His daughter Mary was married to the Scottish classicist John Burnet.

Farmer suffered a stroke at Oxford in 1900 and died in July, 1901. He was buried at St Sepulchre's Cemetery, Oxford.

== Teacher at Harrow School, 1862-1885 ==
After teaching in Zurich for some years, John became music master and violin teacher at Harrow in 1862, reportedly appointed as a result of being noticed while giving piano demonstrations at the London International Exhibition. During his time at Harrow, he introduced 'house-singing' (still part of a new boy's 'initiation' into the school community) and composed many school songs and other larger vocal works for the education and enjoyment of students and staff. He encouraged the participation of the boys in massed singing for school events and the serious study of instrumental music. This was during a period when the inclusion of music within public school education in England was in its infancy and its acceptance was often resisted by school boards and principals. Affectionately known as "Sweaty John", Farmer also introduced the smoking concert, or "Tobacco Parliament", that was held on Founder's Day, where school songs and musical contributions were welcomed from staff, boys and friends, with Farmer's items particularly memorable - he was remembered as a "capital entertainer" according to John Ivimey. His songs continue to be published in modern editions of the "Harrow School Songs" book. The school song, “Forty Years On”, was written in 1872 with fellow teacher Edward Ernest Bowen as lyricist. He also composed cricketing ditties like "Willow the King," one of the most famous of all cricketing songs. His opera, "Cinderella" was performed at Harrow in 1883.
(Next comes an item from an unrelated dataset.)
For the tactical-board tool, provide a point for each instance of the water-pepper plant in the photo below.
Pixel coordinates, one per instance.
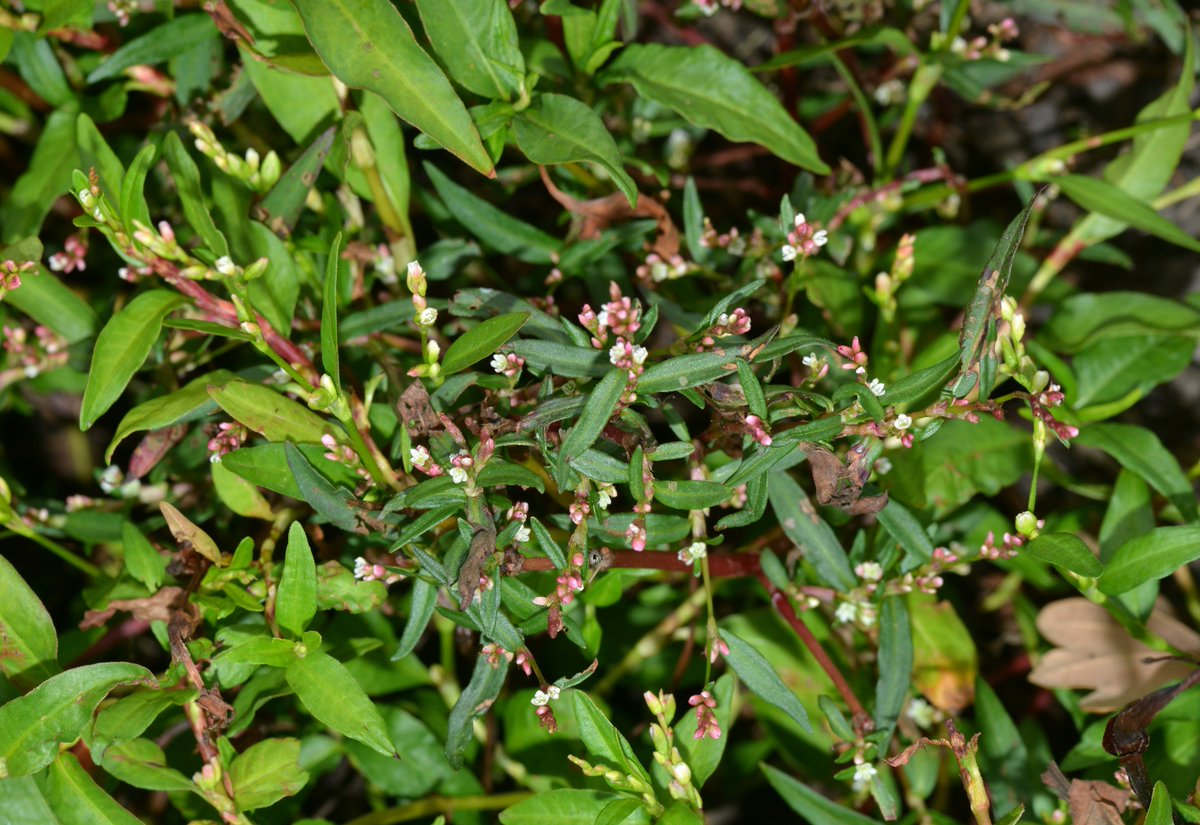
(597, 411)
His pupils included Elsie Hall and Mary Louisa White.

== Organist at Balliol College, Oxford ==
Farmer left Harrow in 1885 to take up the post of Organist at Balliol College, Oxford. During his tenure, he founded the Balliol College Musical Society. His proposed Sunday evening concerts in the College Hall were initially controversial when the performances on the Sabbath were disapproved of by strict Sabbatarians. The Sunday evening concerts are still presented by the College Music Society.
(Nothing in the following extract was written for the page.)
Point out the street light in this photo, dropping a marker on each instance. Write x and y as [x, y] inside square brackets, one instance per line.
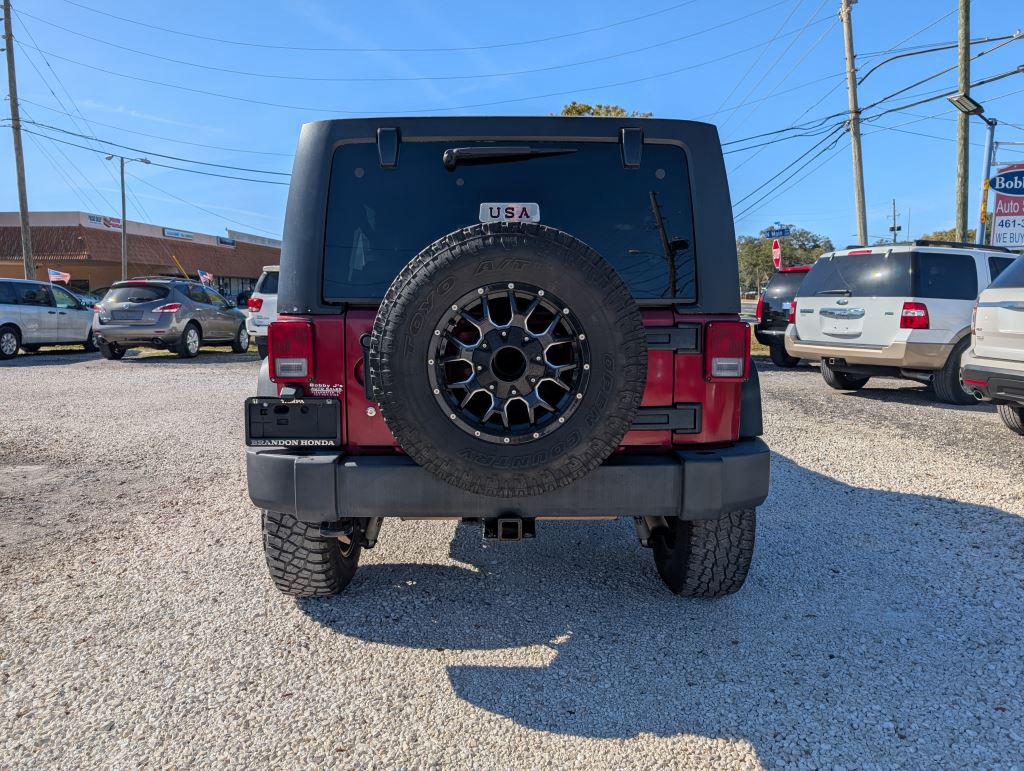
[969, 106]
[124, 216]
While at Balliol Farmer composed Warwick School's first school song, Here's a Song For All, in 1892.

He championed the music of Bach, editing two volumes for school students, and his own oratorio "Christ and His Soldiers" was popular with smaller choirs. Most of Farmer's stage works were intended for amateurs, often youngsters.

== Compositions ==
- Christ and His Soldiers - 1878 - a children's oratorio
- Harrow School Songs - 1881
- Harrow School Marches - 1881
- Cinderella - c1883 - an opera
- The Pied Piper - n.d. - an opera
- Hunting Songs Quadrilles - for chorus and orchestra
- Nursery Rhymes Quadrilles - for chorus and orchestra
- The Harrow Songs and Glees - 1890
- Gaudeamus - 1890

Also some instrumental music, including a piano quintet and two septets for piano, flute and strings.